Harper Lee, the girlie author of To Kill a Mockingbird
If you’re one of the sexist boors in my life (and I do keep a few around) you’ll probably argue that it’s not fair of me to still be feeling peevish about this article by Robert McCrum, a Guardian book columnist and blogger. All he did was compile a list of fifty literary “turning points.” In other words, he set out to define the most influential books ever written in English. But out of his fifty selections, a mere seven were authored by women. These seven are good, obvious entries like Jane Austen and Mary Wollstonecraft – people we don’t need much experience or education to have heard about if we’ve lived and read for long enough in an English-speaking country. We could call them no-brainers.
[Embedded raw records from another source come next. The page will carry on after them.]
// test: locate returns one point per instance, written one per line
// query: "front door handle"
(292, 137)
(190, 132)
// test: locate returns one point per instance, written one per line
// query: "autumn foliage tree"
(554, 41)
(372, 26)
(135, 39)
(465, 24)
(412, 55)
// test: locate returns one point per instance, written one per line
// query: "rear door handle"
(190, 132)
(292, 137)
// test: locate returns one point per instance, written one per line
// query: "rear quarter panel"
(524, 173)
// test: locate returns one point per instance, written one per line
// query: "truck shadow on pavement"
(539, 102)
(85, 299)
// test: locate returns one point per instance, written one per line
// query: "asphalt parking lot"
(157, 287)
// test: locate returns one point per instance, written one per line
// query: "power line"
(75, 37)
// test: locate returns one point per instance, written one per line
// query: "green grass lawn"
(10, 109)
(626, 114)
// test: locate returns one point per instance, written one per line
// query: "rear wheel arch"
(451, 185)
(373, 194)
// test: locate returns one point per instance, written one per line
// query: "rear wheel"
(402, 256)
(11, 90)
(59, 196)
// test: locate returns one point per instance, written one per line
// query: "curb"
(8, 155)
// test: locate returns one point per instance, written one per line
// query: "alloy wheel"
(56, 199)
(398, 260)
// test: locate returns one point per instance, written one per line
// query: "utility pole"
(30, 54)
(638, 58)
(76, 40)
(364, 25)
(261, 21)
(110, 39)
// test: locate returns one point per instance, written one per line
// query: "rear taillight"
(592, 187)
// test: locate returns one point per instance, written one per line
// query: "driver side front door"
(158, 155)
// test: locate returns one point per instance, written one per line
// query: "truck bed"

But when it comes to finding traces of women in any kind of history, no-brainers are seldom sufficient.
Upon posting the list, poor McCrum was promptly smacked around by women not unlike me for making a list of influential books that’s light on writers who were also women. His answer to this criticism was another no-brainer. He made another list – a list of fifty influential books authored by women.
And I hate it.
Go ahead, Boor-Boys, tell me I’m deliberately creating a situation where it’s impossible for me to be satisfied. Tell me I enjoy complaining and I should accept this man’s goodwill toward women. Tell me I’m “hiding behind” the myth of female oppression just to maneuver into a position of strength. And then, keep reading.
I do appreciate McCrum’s attempt to correct the oversights of the original list. Some of them, like the omission of Harper Lee’s To Kill a Mockingbird (a novel just about every grade ten student in my country has read), are downright embarrassing. In McCrum’s own words, “My previous list reflected patriarchal values and a male-dominated literary culture.”
That’s a fine admission – and an accurate one. But does making a list exclusively for women remedy the overbearance of patriarchal values in the original list? Or does a separate list push women writers further into the margins of literary history? This is the question nagging at me when I read the list. Relegating women to a separate list buttresses the idea that writing done by women flows through a different stream than the one dominated by men. Oh, we can write. We can write really well. Men will admit that. But that this is not the same thing as admitting us into the real list.
A list made up only of women writers abets a version of literary history that’s too much like public washroom facilities. If we designate one bathroom (or list) as being for girls and a separate one as being for boys, we might wind up with a whole lot of elementary school shame and freakiness for people prone to indiscriminately wander through either door. We risk creating a system where male readers might avoid female writers for fear of getting a bad case of literary cooties.
One of the commenters on McCrum’s online article had the same reaction I have. He or she remarked that the implication is that the second list isn’t equal to the first one – to the real one. This commenter was quickly warned by a fellow commenter that artificially including women on the real list just because we’d be more comfortable if they appeared there naturally would be “tokenism.” That term, of course, is a negative one meant to remind us that, before the twentieth century, women played a minor role in literary history. We were anomalies and curiosities and we called ourselves George.
I don’t accept avoiding tokenism as an excuse for making separate lists for men and women. The fact that it was so very difficult for women to write and to have their work published and read throughout literary history means the achievements of women writers are profoundly influential simply by virtue of the fact that they exist at all.
So what do I want from people like McCrum who have access to a forum powerful enough to turn a quick list into a lively, public discussion of the gender politics of literary history? Do I want him to commit some kind of intellectual dishonesty and jam a bunch of women writers he may not care for into his first list just to make things look fair?
No,that’s not it.
What I want is an acknowledgement of bias. McCrum admits that his list “makes no claim to be comprehensive” but he doesn’t tell us why. He doesn’t identify the margins his opinions could be pushed behind. Instead of speaking for the entire English-reading world, it’d be nice if he’d just speak for himself. When we read his list, I want it to have a long, difficult title like “The Fifty Most Influential Books for White British Men.” The same way he identified my demographic when he wrote the pink list, he should identify his own when he writes the blue list instead of assuming we all agree that his male perspective is the most valid perspective.